The yeast-based dough itself is not complicated. And if you use a KitchenAid (as I do) for almost everything, it’s quick. The dough does require a double rise, so that’s where these become a bit more time-consuming. But while that had always seemed daunting, it should not have been. The technique to make these is not a hard one: roll the dough flat, sprinkle with cinnamon and sugar, roll into a log and slice.
Cinnamon rolls, also called cinnamon buns, cinnamon swirl, cinnamon Danish, and cinnamon snail, is a sweet roll commonly eaten in Northern Europe and North America. Sweden is the presumed country of origin. The Swedish name for their version of this tasty treat is “kanelbullar,” which literally translates to “cinnamon bun“. In Sweden, cinnamon rolls are considered a social institution. This beloved treat is often enjoyed during FIKA, a gathering with friends. In 1999 Sweden’s Home Baking Council (Hembakingsradet) declared October 4th as National Cinnamon Bun Day.
The trick to finishing cinnamon rolls is knowing just the right time to frost them. Slightly cooked but still warm enough that when you spread the sweet sugary glaze over them, it melts ever so slightly–turning the top surface white. In doing so, you ensure the perfect balance between bun, cinnamon and rich glaze–and yes, if you’re going to indulge, this matters.
- For the Dough:
- 1 packet instant dry yeast
- 1/2 cup warm water
- 3 1/2 cups all-purpose flour
- 1/3 cup sugar
- dash of salt
- 1/2 cup milk, warmed
- 1/3 cup butter, softened
- 1 egg
- For the Filling:
- 4 tablespoons unsalted butter, melted
- 1/2 cup, plus two tablespoons sugar
- 1 1/2 tablespoons ground cinnamon
- For the Glaze:
- 1 1/2 cups confectioner's sugar
- 2 tablespoons milk
- 1 teaspoon vanilla extract
- Step 1 For the dough: In a small bowl add the yeast and warm water. Mix well and set aside.
- Step 2 Lightly grease a large mixing bowl and reserve.
- Step 3 In a large mixing bowl add the flour, sugar and salt. Mix to incorporate. Add the warm milk, butter and egg. Using a wooden spoon, mix well. When the dough starts to come together, place on a lightly floured work surface and use your hands to knead the dough for a few minutes until smooth. Note: you can use a kitchen mixer fitted with a dough hook if you prefer. But it is not required. Once the dough is smooth, form it into a large ball and place into the prepared bowl. Cover with plastic wrap and allow to rise in a warm place for 1 hour.
- Step 4 For the Filling: In a small bowl mix the melted butter, 1/2 cup of sugar and cinnamon. Stir to combine and set aside.
- Step 5 Lightly oil a 9×13-inch baking pan. Add the remaining 2 tablespoons of sugar to coat the pan.
- Step 6 Once the dough has doubled in size, use your hand to gently deflate or punch it down. Using a rolling-pin, roll the dough on a floured work surface into a 14×9-inch rectangle.
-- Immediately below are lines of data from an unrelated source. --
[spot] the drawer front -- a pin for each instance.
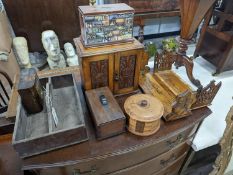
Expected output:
(156, 164)
(174, 168)
(126, 158)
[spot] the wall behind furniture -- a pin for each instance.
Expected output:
(30, 17)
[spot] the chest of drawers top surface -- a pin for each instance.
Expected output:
(123, 144)
(108, 49)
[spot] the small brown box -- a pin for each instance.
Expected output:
(106, 24)
(107, 115)
(30, 91)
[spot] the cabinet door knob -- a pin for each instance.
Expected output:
(91, 172)
(164, 163)
(178, 140)
(116, 76)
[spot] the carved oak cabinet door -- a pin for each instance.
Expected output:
(126, 71)
(98, 71)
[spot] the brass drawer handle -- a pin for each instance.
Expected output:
(91, 172)
(178, 140)
(164, 163)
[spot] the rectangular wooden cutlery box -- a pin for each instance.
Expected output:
(59, 124)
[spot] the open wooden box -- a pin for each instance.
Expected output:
(38, 133)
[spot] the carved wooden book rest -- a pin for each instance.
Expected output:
(177, 96)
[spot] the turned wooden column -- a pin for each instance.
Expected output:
(192, 13)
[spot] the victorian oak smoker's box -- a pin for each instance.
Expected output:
(115, 66)
(59, 124)
(107, 115)
(106, 24)
(30, 91)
- Step 7 Using a pastry brush, lightly brush the dough with the melted butter. Sprinkle the dough all over with the sugar-cinnamon mixture.
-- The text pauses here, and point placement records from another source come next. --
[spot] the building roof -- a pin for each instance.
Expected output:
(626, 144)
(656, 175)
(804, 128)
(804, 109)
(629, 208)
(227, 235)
- Step 8 Working from the longer side, carefully roll the dough up into a long log shape.
- Step 9 Use a slicing knife, cut the log into 12 equal pieces. Place the pieces into the prepared pan. Cover with plastic wrap, place in a warm place and allow to rise for about 45 minutes.
- Step 10 Preheat the oven to 350 degrees F.
- Step 11 Place the rolls into the oven and bake for about 25 minutes rotating once, until golden brown. Allow the rolls to cool slightly before glazing.
- Step 12 For the Glaze: In a small bowl add the confectioner’s sugar, milk and vanilla extract. Whisk until blended.
- Step 13 Once cool, use an offset spatula to generously glaze each cinnamon roll. Serve warm.